Chapter 240 of the Laws of 2009 took effect September 1, 2009, and applies to contracts issued, renewed, modified, altered or amended on or after such date. An insurer must offer the young adult and make available options in conjunction with any new policies or contracts issued on or after September 1, 2009. For policies and contracts issued before September 1, 2009, an insurer is not required to offer the coverage until the policy or contract is renewed, modified, altered or amended and thus policy or contract holders, group members, and young adults would not be able to access these options. However, consistent with the Insurance Law and the terms of the policy or contract, insurers may offer the young adult and make available options prior to the date that the policy or contract would otherwise be renewed, modified, altered or amended. If an insurer should make the benefits available prior to the date required by law, then the insurer must do so in a fair and nondiscriminatory manner.

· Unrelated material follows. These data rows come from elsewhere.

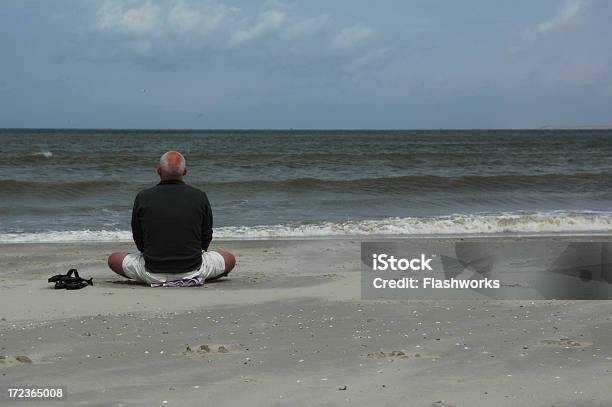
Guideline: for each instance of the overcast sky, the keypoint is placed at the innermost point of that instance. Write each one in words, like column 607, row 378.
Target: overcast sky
column 305, row 64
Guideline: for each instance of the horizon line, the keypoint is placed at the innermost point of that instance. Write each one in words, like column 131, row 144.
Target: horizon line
column 548, row 127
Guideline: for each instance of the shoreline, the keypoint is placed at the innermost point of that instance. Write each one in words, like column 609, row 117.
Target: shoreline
column 288, row 326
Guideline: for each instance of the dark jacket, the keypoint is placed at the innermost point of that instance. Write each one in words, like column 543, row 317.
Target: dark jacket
column 171, row 225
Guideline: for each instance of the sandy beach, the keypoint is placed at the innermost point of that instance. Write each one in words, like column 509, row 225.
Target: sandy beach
column 288, row 327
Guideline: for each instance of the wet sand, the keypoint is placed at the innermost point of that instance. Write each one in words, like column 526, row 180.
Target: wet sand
column 288, row 327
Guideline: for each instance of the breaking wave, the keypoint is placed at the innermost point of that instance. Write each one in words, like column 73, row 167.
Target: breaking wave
column 474, row 224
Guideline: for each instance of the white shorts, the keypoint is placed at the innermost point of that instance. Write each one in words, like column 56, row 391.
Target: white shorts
column 213, row 265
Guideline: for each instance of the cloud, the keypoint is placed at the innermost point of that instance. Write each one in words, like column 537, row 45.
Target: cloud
column 308, row 26
column 148, row 19
column 352, row 37
column 139, row 19
column 267, row 21
column 566, row 17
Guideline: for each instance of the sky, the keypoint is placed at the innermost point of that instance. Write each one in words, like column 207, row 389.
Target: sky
column 275, row 64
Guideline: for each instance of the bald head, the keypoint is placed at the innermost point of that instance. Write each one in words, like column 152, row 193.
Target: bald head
column 171, row 166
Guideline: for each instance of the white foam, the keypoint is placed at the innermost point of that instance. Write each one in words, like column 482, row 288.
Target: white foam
column 543, row 222
column 46, row 154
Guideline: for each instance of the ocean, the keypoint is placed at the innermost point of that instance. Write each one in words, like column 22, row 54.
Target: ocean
column 75, row 185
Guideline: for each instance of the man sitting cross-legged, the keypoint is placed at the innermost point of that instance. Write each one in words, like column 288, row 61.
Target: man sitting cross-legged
column 172, row 228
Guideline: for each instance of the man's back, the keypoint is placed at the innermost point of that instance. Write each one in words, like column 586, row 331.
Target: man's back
column 171, row 225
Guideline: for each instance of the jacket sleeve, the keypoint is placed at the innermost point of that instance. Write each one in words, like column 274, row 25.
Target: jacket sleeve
column 207, row 222
column 137, row 234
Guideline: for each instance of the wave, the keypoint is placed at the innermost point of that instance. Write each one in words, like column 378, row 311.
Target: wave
column 472, row 224
column 416, row 183
column 425, row 183
column 44, row 153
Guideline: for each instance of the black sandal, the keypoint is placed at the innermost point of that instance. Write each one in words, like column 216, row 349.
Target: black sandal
column 70, row 281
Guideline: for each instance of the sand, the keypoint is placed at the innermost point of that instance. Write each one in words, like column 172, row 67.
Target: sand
column 287, row 327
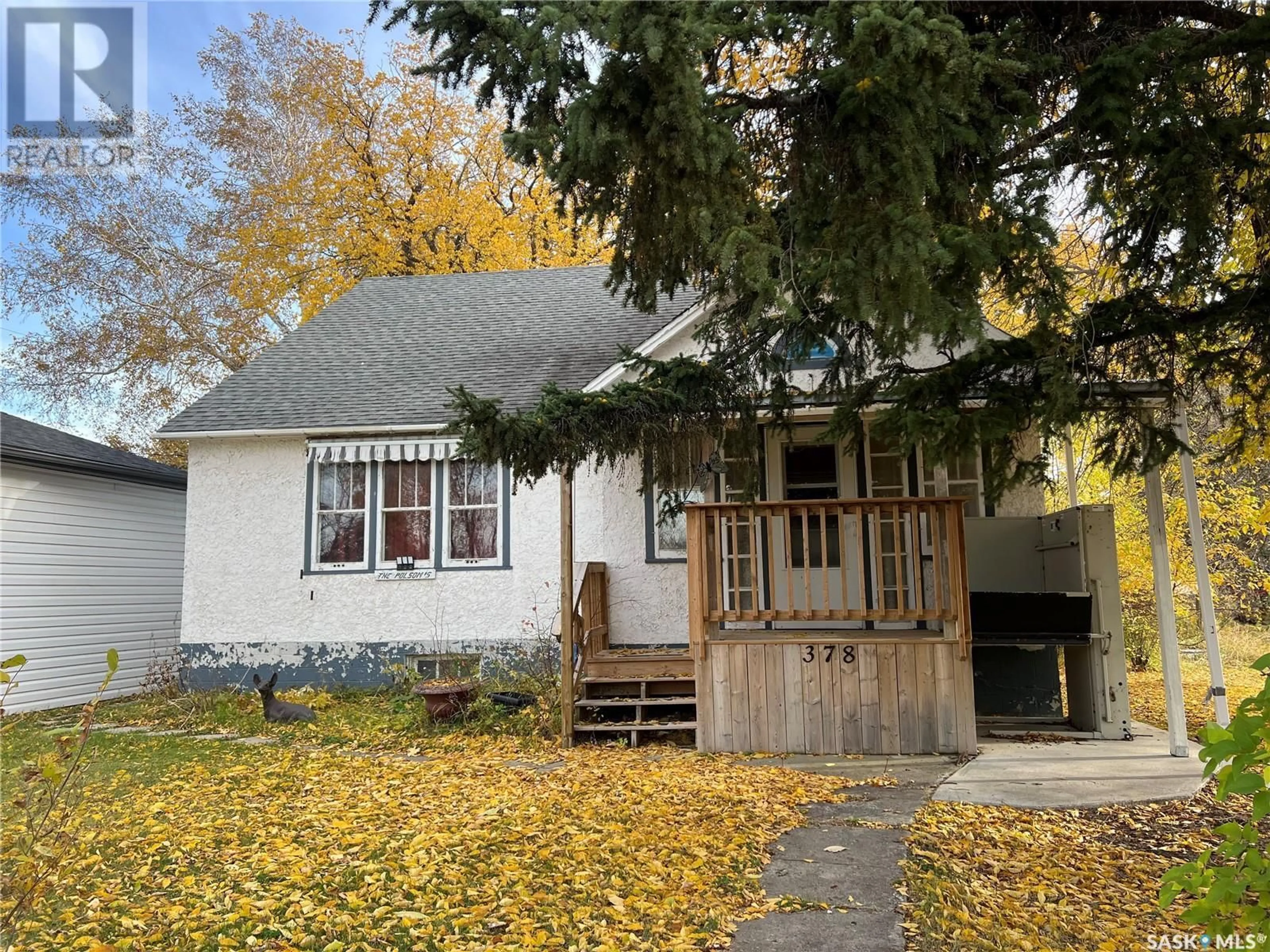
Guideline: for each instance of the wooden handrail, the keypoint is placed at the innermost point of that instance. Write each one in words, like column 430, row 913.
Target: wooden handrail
column 839, row 560
column 591, row 611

IV. Policy Form and Rate Submissions

An insurer must submit to the Department's Health Bureau any necessary amendments to policy or contract forms and premium rates for the young adult and make available options. An insurer must submit the initial rate filing in accordance with Insurance Law §§ 3201(c)(3) and 4308(b), and may not use the file and use alternative. To facilitate the prompt and efficient review and approval of form and rate submissions, an insurer should clearly identify the submission as an "age 29 submission."

Please direct all submissions to Eugene Bienskie, Assistant Deputy Superintendent and Chief, Health Bureau, New York State Insurance Department, One Commerce Plaza, Albany, NY 12257. For those submitting files through SERFF, please make the submission at https://login.serff.com.

Please direct any questions regarding this circular letter to Leigha O. Basini, Associate Insurance Attorney, at [email protected] or (518) 473-6107.

Very truly yours,

___________________________________
Eugene Bienskie
Assistant Deputy Superintendent and Chief,
Health Bureau

[1] A group remittance policy is issued on an individual basis pursuant to Insurance Law § 4304, but an insured submits premiums to a remitting agent and not directly to the insurer.

[2] “Through the age of 29” means until a young adult’s 30th birthday.

[3] There are now two subparagraphs (C) set forth in Insurance Law § 3216(a)(4).